Crystal structures refer to the ordered arrangements of atoms, ions, or molecules in a crystalline material. The arrangement is so precise that it repeats itself in three-dimensional space and forms a structure known as a crystal lattice. There are various types of crystal lattices, but the most common ones in metals are the face-centered cubic (FCC) and body-centered cubic (BCC) structures.

In the FCC structure, atoms are located at each of the corners and the centers of all the cube faces. This arrangement is known for its high packing efficiency – meaning that it occupies a large percentage of the space within the lattice. FCC structures tend to have high ductility, which makes them useful in applications where materials need to be shaped without breaking.

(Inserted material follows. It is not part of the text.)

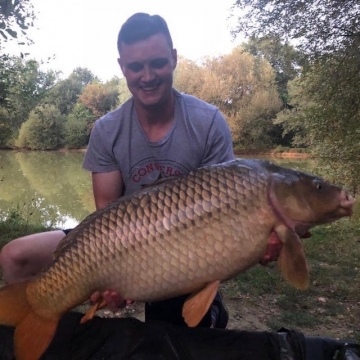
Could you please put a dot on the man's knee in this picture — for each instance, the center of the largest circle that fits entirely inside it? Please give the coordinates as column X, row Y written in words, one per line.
column 24, row 257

The BCC structure, on the other hand, has a central atom and an atom at each corner of the cube, resulting in a less densely packed lattice compared to FCC. BCC metals generally have lower ductility but higher strength. Understanding these structures is crucial for applications in material science and engineering, especially when properties such as density and mechanical strength are important considerations.

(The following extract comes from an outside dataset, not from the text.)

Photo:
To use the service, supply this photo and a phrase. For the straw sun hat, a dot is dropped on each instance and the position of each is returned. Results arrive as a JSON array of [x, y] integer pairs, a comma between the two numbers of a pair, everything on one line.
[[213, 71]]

Nearest Neighbour Distance

The nearest neighbour distance is the shortest distance between the centers of two adjacent atoms in a crystal lattice. This distance provides important information about the physical properties of the material. For instance, in the context of electrical conductivity, the shorter the distance, the easier it is for electrons to jump from one atom to another. Similarly, the nearest neighbour distance influences mechanical properties such as tensile strength and hardness.

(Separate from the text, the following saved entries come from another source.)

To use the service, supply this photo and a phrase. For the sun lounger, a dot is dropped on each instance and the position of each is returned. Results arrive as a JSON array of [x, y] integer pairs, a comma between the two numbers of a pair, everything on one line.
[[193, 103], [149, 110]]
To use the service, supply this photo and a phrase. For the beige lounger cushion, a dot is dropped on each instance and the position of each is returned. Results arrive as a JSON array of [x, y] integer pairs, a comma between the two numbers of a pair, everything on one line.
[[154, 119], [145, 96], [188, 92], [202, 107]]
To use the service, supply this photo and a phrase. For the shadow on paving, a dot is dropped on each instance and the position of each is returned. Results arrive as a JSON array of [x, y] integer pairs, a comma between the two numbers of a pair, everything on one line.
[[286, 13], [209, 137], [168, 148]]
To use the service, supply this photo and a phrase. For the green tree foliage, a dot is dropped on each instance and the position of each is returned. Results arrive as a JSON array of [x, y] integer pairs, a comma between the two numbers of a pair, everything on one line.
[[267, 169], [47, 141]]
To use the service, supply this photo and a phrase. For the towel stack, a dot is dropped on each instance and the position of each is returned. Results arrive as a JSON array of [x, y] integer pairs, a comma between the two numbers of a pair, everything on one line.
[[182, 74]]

In a BCC structure, the atoms at the corners of the cube connect with the atom at the body-center, forming a body diagonal across the cube. In an FCC structure, the closest neighbors are along the face diagonal. By understanding the geometric relations of these structures, as illustrated in the step-by-step solution, students can derive various relationships and calculate properties such as density, which can be counterintuitive due to the varying number of atoms contained within each unit cell of the different crystal structures.

Unit Cell Volume

The volume of a unit cell is fundamental in determining the physical properties of a crystal. The unit cell is the smallest repeating unit of the crystal lattice that exhibits the full symmetry of the crystal structure; it's like the building block of the crystal.

For cubic lattices, such as BCC and FCC, the volume is relatively simple to calculate because it is the cube of the edge length of the unit cell. However, it's essential to consider not just the volume but also the number of atoms present in each unit cell. BCC has 2 atoms per unit cell while FCC has 4, affecting density calculations significantly. The density of a material is not only a function of how much space the atoms take up (the volume), but also a function of how many atoms are there in that space. Hence, the density ratio can be surprising when comparing unit cells with different numbers of atoms within similar volumes, illustrating the importance of both volume and atom count in density calculations.